Black Hat 2024: Being More Intelligent About Security In AI Transformation

Adding artificial intelligence to an organization's tech stack is no small event, and neither is fortifying the security for AI systems, data, and processes, notes Shannon Murphy, global security and risk strategist for Trend Micro, in a conversation at the Dark Reading News Desk during Black Hat USA.

So where to get started? Murphy recommends that security leaders make (or update) a thorough inventory of all the applications in use across the organization. "What is the sales team using ... what is the dev team using? That's the first step," she says. From there, CISO and SOC analysts can start to make decisions about who gets access to what, including the AI data models or AI-enabled applications like ChatGPT, Murphy adds.

"It's a matter of securing risky apps from good users, and good apps from risky users," she laughs.

But data security in AI environments comes up again and again, Murphy continues. "Looking at things like data detection and response, data security, posture management — these are the types of tools" that will keep users safe with AI apps and services,  she says. And it will give SOC professionals greater visibility into the rest of their environment, not to mention what's going on with cloud services or their identities. "This is what's really going to put organizations in a great position [with AI] moving forward," Murphy says.

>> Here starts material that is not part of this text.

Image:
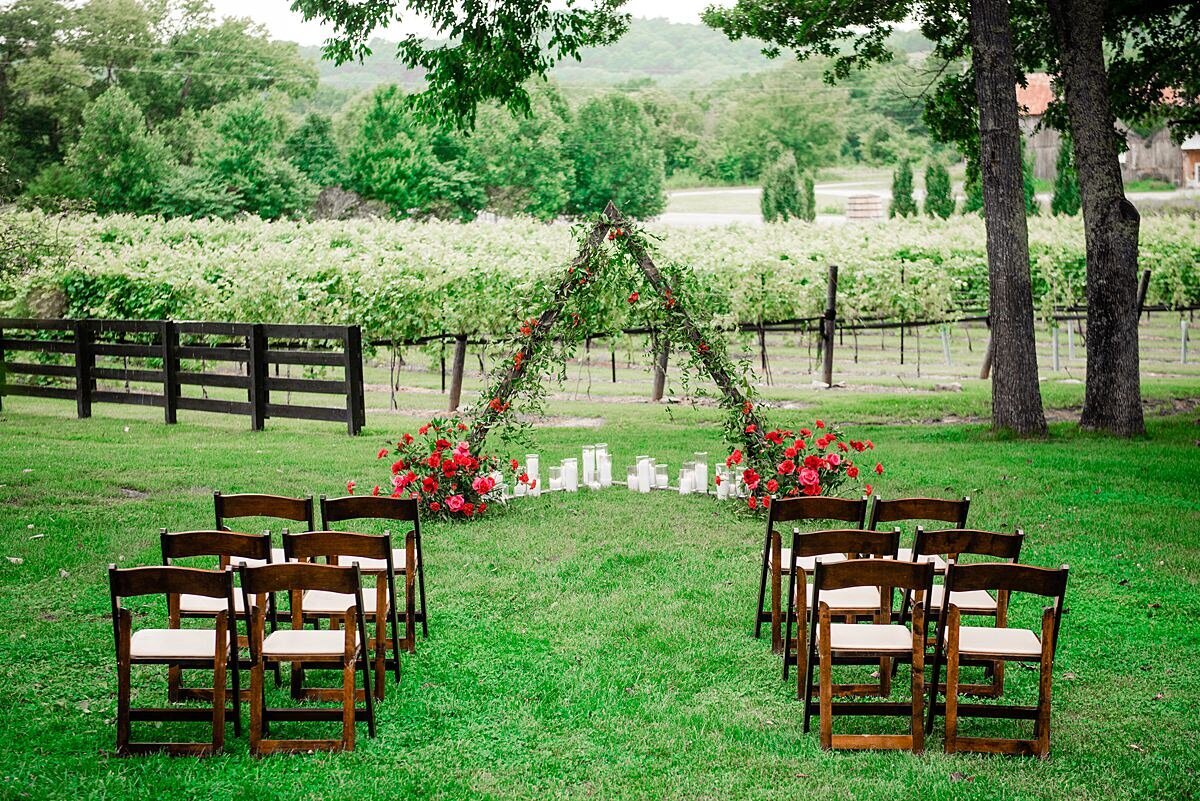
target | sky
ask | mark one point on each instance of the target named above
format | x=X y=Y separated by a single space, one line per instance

The Trend Micro organization is also a user of AI and takes that experience back to customers to reduce their learning curve and simplify how customers manage AI security. "For us, it's really important to be meeting the customer where they're at, and delivering the types of tools that they would need for their unique environments," Murphy adds.

Shannon Murphy is a global security and risk strategist for Trend Micro, and focuses on helping businesses and leaders solve tech/digital innovation and risk management challenges. Shannon has spent time spent in agency, nonprofit, enterprise SaaS, and startup environments. Her go-to-market leadership experience spans high-growth industries (consumer technology; ecommerce and retail; biotechnology; cybersecurity; financial technology; and infrastructure). Her tactical expertise includes field and user education and enablement, external media relations, messaging/positioning, sales play strategy, investor relations, alliances and partnerships, brand rep, and vendor management in Canada, the US, and international markets.